- 1Key Laboratory of Ministry of Education for Medicinal Plant Resource and Natural Pharmaceutical Chemistry, National Engineering Laboratory for Resource Developing of Endangered Chinese Crude Drugs in Northwest of China, College of Life Sciences, Shaanxi Normal University, Xi’an, China
- 2Laboratory of Phytopathology, Wageningen University, Wageningen, Netherlands
The CLAVATA2 (CLV2) gene encodes a leucine-rich repeat receptor-like protein, a class of cell surface receptors that lacks a cytoplasmic kinase domain. As such, CLV2 is capable of functioning in concert with additional receptor(s), possibly receptor-like kinase(s), to activate cellular responses upon ligand perception. Accumulating data indicate that CLV2 is implicated in distinct biological processes including plant growth and development as well as innate immunity to microbe and nematode infections. This article focuses on recent advances in our understanding of multiple signaling pathways mediated by multifunctional CLV2 that modulate various physiological processes. The challenges and future perspectives of elucidating the specificity of CLV2-mediated signaling pathways and identifying potential co-receptors and putative ligands for CLV2 are also discussed.
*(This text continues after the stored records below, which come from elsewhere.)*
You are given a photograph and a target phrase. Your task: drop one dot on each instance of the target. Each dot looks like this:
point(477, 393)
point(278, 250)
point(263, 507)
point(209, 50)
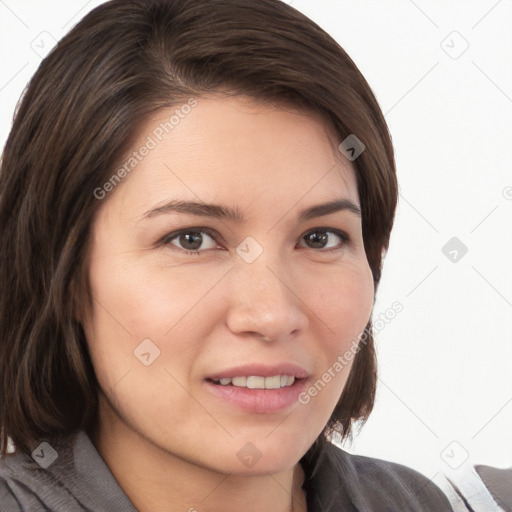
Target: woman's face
point(186, 292)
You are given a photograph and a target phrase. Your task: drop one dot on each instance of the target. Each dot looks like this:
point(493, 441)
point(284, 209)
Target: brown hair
point(79, 114)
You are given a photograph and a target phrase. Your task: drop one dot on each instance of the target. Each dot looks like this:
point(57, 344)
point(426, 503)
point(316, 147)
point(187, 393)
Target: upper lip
point(261, 370)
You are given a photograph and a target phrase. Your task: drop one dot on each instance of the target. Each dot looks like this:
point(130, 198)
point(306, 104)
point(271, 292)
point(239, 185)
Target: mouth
point(256, 381)
point(258, 389)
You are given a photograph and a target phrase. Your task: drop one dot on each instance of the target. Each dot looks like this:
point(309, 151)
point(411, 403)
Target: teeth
point(256, 382)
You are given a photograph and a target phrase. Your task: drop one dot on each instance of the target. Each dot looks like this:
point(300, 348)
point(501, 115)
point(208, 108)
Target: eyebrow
point(234, 214)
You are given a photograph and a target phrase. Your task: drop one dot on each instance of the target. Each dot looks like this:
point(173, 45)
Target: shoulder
point(378, 485)
point(30, 485)
point(68, 474)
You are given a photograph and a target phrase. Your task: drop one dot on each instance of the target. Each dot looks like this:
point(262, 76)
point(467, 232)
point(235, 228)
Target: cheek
point(343, 301)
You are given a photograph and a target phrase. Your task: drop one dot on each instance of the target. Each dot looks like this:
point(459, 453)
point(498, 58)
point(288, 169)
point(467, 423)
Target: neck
point(157, 481)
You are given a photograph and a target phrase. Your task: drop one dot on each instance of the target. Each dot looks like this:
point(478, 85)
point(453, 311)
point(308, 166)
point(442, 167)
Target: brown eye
point(191, 240)
point(324, 239)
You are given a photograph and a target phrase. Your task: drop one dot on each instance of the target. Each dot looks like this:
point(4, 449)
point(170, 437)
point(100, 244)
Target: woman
point(195, 201)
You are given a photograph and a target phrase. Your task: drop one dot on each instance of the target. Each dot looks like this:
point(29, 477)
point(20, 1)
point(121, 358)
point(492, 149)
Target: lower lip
point(262, 401)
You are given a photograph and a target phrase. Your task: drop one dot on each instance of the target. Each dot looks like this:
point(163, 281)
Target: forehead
point(236, 150)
The Arabidopsis CLAVATA2 (CLV2) gene encodes a leucine-rich repeat (LRR) receptor-like protein (RLP) that lacks a cytoplasmic kinase domain, unlike receptor-like kinase (RLK) such as CLV1 which contains a cytoplasmic kinase domain (Clark et al., 1997; Jeong et al., 1999). It has been shown that, similar to CLV1 and CLV3, CLV2 is implicated primarily in the proper coordination between proliferation and differentiation of stem cells in the shoot apical meristem (SAM) (Clark et al., 1993, 1995, 1997; Kayes and Clark, 1998; Wang et al., 2008). However, unlike CLV1 and CLV3, CLV2 is expressed broadly not only in the SAM but also in many other tissues and is induced by multiple external stimuli, which suggests a wider role for CLV2 beyond SAM maintenance (Kayes and Clark, 1998; Wang et al., 2008, 2010b; Wu J. et al., 2016). Indeed, recent studies have indicated that CLV2 is involved in distinct physiological programs, including plant development and innate immunity to microbe and nematode infections (Wang et al., 2010a; Replogle et al., 2011; Hanemian et al., 2016). Identification of multiple functions of CLV2 raises the question of how the specificities of CLV2-mediated signaling are achieved. Other interesting aspects include the potential crosstalk of CLV2-mediated signaling pathways and how the formation of CLV2-associated receptor complex(es) is controlled. This article presents recent advances in our understanding of multiple functions of CLV2 in various biological processes.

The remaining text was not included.